In a very short period of time, the term “fake news” has gone from an almost oxymoronic turn of phrase to become a crisis for media outlets around the world. Countless fake news generators have sprung up in the last year, filling social media pages and general discourse with biased, nonfactual information. While websites such as Politifact and Snopes attempt to debunk fake news as it comes out – the process is long, tedious, and overwhelming.
That is why researchers in MIT’s Computer Science and Artificial Intelligence Lab (CSAIL) and the Qatar Computing Research Institute (QCRI) set out to find a new approach to debunking fake news. Their idea was not to focus on each fact or lack thereof individually, but to assess the news sources themselves. With this approach, they have demonstrated a new system that uses machine learning to determine if a source is factually correct or politically biased.
“If a website has published fake news before, there’s a good chance they’ll do it again,” says postdoctoral associate Ramy Baly, the lead author on a new paper about the system. “By automatically scraping data about these sites, the hope is that our system can help figure out which ones are likely to do it in the first place.” According to Baly, the system only needs about 150 articles to reliably detect if a news source is trustworthy.
This system is the result of a collaboration between computer scientists at MIT CSAIL and QCRI, which is part of the Hamad Bin Khalifa University in Qatar.
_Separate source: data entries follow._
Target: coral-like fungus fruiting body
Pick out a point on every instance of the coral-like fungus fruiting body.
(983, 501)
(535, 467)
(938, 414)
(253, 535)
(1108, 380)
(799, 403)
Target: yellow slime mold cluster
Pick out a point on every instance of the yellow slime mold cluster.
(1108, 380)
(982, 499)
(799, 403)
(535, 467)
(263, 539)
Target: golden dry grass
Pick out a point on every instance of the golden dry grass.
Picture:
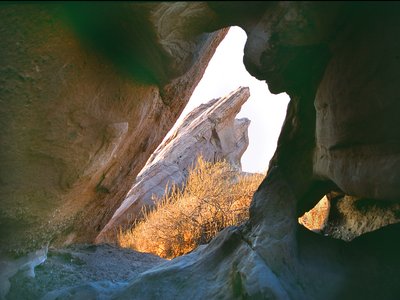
(215, 196)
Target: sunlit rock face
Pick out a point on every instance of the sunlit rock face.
(87, 93)
(337, 61)
(210, 131)
(338, 64)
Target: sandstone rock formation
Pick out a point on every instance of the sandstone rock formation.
(87, 94)
(210, 130)
(339, 63)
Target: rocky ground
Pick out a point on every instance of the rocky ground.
(83, 271)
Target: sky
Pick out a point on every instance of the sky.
(225, 73)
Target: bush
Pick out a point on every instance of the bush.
(215, 196)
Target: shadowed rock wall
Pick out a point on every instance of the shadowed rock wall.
(78, 122)
(337, 61)
(211, 131)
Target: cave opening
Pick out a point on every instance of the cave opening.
(266, 111)
(347, 217)
(223, 76)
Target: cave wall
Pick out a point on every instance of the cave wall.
(337, 61)
(87, 94)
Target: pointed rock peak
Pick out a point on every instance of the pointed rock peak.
(210, 130)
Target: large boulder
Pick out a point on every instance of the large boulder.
(210, 131)
(66, 100)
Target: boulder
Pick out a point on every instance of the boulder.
(210, 131)
(74, 80)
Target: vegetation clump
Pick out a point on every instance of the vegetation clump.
(215, 196)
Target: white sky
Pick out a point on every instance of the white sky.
(225, 73)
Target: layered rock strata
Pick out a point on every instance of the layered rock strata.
(339, 63)
(210, 131)
(87, 94)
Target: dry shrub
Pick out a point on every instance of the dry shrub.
(215, 196)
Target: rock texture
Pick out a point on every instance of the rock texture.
(87, 94)
(339, 63)
(210, 130)
(85, 270)
(335, 137)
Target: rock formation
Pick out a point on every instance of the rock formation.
(67, 96)
(87, 94)
(210, 130)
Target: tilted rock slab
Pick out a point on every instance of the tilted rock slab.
(210, 130)
(85, 100)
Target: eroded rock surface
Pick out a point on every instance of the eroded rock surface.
(339, 63)
(210, 131)
(84, 270)
(87, 94)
Analysis of the system’s own accuracy in determining factuality showed that it was 65 percent accurate at detecting whether an outlet has a high, medium, or low level of factuality. It also was roughly 70 percent accurate at detecting if an outlet leaned to the right, left, or was in the middle.
The researchers found that the most reliable ways to detect fake news and biased reporting were to assess the common linguistic features across the source’s stories – including sentiment, complexity, and structure. Fake news outlets were more likely to use language that was hyperbolic, subjective, and emotional. The authors say that the system also found correlations with an outlet’s Wikipedia page and its credibility. The longer pages that had fewer target words such as “extreme” or “conspiracy theory” were found to be more accurate.
However, co-author Preslav Nakov does state that this system is very much a work-in-progress, and that – even if its own accuracy was improved – it would be best to have it work alongside traditional fact-checkers. “If outlets report differently on a particular topic, a site like Politifact could instantly look at our ‘fake news’ scores for those outlets to determine how much validity to give to different perspectives,” says Nakov, a senior scientist at QCRI.
The research team also formed a new open-source dataset of more than 1,000 news sources annotated with factuality and bias score. This is the world’s largest database of its kind. Moving forward, the team plans to assess whether the English-trained system can be adapted to other languages and also determine religion-specific biases.
“It’s interesting to think about new ways to present the news to people,” says Nakov. “Tools like this could help people give a bit more thought to issues and explore other perspectives that they might not have otherwise considered.”